Open vargaz opened 5 years ago
In addition to that it would be nice to get rid of in_critical_region
in SgenClientThreadInfo
that is a set
(+memory barrier) and unset
(+memory barrier) in the allocator for each allocation.
set
:
https://github.com/mono/mono/blob/fd82c6036ec3720d568050c1e538f9729cef984e/mono/metadata/sgen-mono-ilgen.c#L348-L354
unset
on slowpath before calling into runtime code:
https://github.com/mono/mono/blob/fd82c6036ec3720d568050c1e538f9729cef984e/mono/metadata/sgen-mono-ilgen.c#L425-L431
unset
on fastpath merged with publish of allocated object. We probably can't get rid of that completely:
https://github.com/mono/mono/blob/fd82c6036ec3720d568050c1e538f9729cef984e/mono/metadata/sgen-mono-ilgen.c#L502-L514
I was thinking that in_critical_region
is not necessary anymore with hybrid/coop suspend, but I'm not 100% sure on that yet.
Note that the membarrier
syscall may not be available on older systems. This is likely to affect some of the ARM hardware that you are running. Additionally, it is not available on Android devices until Android 10 (https://github.com/aosp-mirror/platform_bionic/commit/6ba6694ec24052de9fdfa8a51c148aebe68a9fd0#diff-dc7191156f6b327ad0d4bae8f0e1a803) and it is explicitly blocked by SELinux on older versions even if the kernel supports it. liburcu has some alternatives for systems where membarrier
is problematic but the performance penalty could be too high.
I'm pretty sure we already make the assumption that when a thread is suspended, the suspending mechanism makes sure to have all the memory writes flushed. Otherwise card table marking would have never worked.
I don't see any memory barriers when storing in_critical_region (MONO_MEMORY_BARRIER_NONE!?). I agree that when using coop it is of no use. The only memory barrier that I'm aware of inside the allocator is the one used to publish the object contents, before returning it, which is probably needed only because outside code might be juggling with these references in a lock free fashion. I think this was the memory model that we used to provide, if you juggled with objects between threads in a lock free fashion we wouldn't internally crash due to invalid vtable, but that was it. Maybe we were doing this with objects also inside the runtime.
Can mono_handle_new run concurrently with a GC ? I'm guessing not and that those membars are not needed.

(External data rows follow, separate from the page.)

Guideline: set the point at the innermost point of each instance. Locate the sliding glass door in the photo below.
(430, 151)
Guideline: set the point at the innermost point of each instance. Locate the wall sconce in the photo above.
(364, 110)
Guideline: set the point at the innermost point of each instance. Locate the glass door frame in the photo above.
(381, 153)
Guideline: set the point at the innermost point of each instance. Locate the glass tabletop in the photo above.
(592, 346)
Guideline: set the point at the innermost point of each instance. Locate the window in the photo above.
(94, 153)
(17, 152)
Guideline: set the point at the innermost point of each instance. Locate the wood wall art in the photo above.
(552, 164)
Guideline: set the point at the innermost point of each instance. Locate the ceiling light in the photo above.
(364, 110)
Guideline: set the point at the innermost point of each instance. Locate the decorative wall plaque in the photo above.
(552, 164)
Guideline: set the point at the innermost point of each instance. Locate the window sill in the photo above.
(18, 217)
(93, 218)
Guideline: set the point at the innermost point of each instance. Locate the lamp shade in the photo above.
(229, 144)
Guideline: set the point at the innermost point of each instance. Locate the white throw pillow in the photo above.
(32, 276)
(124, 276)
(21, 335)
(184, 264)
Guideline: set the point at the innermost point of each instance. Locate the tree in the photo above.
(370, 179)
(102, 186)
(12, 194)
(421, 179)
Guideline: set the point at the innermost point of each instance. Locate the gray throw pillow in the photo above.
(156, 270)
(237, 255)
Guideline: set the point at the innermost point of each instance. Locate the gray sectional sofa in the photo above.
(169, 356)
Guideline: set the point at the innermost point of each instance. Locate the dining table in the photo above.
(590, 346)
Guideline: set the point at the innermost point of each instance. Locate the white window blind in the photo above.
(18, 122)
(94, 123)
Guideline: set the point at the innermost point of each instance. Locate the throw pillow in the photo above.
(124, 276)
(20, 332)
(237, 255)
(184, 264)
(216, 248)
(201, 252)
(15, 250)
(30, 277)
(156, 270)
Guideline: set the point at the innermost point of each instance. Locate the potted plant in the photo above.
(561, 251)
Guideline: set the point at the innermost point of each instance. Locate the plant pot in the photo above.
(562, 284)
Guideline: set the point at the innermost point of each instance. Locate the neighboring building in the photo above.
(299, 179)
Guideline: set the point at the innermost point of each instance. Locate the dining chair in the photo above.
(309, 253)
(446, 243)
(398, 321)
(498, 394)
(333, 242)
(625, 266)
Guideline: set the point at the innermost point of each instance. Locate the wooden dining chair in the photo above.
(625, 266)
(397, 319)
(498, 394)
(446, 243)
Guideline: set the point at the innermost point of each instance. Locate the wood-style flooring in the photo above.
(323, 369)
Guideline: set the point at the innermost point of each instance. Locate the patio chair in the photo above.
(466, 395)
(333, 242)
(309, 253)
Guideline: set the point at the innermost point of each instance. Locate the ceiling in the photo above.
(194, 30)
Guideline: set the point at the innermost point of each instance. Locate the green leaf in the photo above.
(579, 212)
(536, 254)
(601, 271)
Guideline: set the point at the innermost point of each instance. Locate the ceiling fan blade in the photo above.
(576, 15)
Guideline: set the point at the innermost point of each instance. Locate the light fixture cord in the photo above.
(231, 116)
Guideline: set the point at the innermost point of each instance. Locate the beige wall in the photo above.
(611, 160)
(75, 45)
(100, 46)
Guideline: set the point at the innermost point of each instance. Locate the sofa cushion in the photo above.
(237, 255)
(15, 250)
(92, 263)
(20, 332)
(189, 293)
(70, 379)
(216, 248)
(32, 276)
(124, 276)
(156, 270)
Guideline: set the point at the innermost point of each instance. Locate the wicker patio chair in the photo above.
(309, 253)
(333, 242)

However, if the thread enters GC Safe state, and the GC can just kick in at any time, there should be a memory barrier to flush all writes to the handle stack.
Can mono_handle_new run concurrently with a GC ?
(With preemptive suspend, I assume)
The code was meant to be resilient to being suspended at any point during mono_handle_new
, so that when the GC is scanning the handle stack it either sees valid object references or handles with a NULL, never junk integers. But I assumed that if we're scanning the handle stack the thread is suspended at that point (ie we scan during a STW).
Although now that we switched to scanning the handle stack conservatively, it's less important that there are non-junk values there.
However, if the thread enters GC Safe state, and the GC can just kick in at any time, there should be a memory barrier to flush all writes to the handle stack.
They shouldn't be calling mono_handle_new
from a GC Safe state. They need to switch to unsafe first (which will safepoint).
Well, I assume only registered mutator threads should ever push to the handle stack, and all mutator threads are suspended during GC. So this means it can't run concurrently with a GC. And if the thread is suspended, based on what I said above, the memory of the suspended thread should have been flushed, regardless of those memory barriers.
Ok, that makes sense. In that case the barriers in mono_handle_new are not needed.
the suspending mechanism makes sure to have all the memory writes flushed.
So on mach and win32 we assume that suspend_thread
and SuspendThread/GetThreadContext
do that? And if we're using signals for suspend then signal delivery ought to do it? or should we do something explicitly in the signal handler?
When using signals, we synchronize with some semaphores so we are ok. On mach and win32 we probably just assume, I don't think there is explicit documentation there, but it makes sense to be that way and we would have run into trouble long ago if it weren't the case.
The code still needs at least compiler memory barriers. Also, I think the current barriers in the allocators etc. were added because of failures, I don't remember whenever the failures were due to compiler or cpu reordering.
We could replace membars from handles code with compiler barriers, just to be sure.
For allocators, it's risky to remove membarriers altogether because I'm sure there are places in the runtime where we might pass around such objects without synchronisation. Allocators can't be interrupted by stw so it had to be cpu reordering.
Right now, our gc related code, i.e. allocators/handles are full of memory barriers in order to support preempt mode. Instead of these, we could use compiler memory barriers (volatile), and have the GC thread do a process wide memory barrier: https://lore.kernel.org/patchwork/patch/188708/ https://docs.microsoft.com/en-us/windows/win32/api/processthreadsapi/nf-processthreadsapi-flushprocesswritebuffers
This will speed up and simplify the implementation of that code.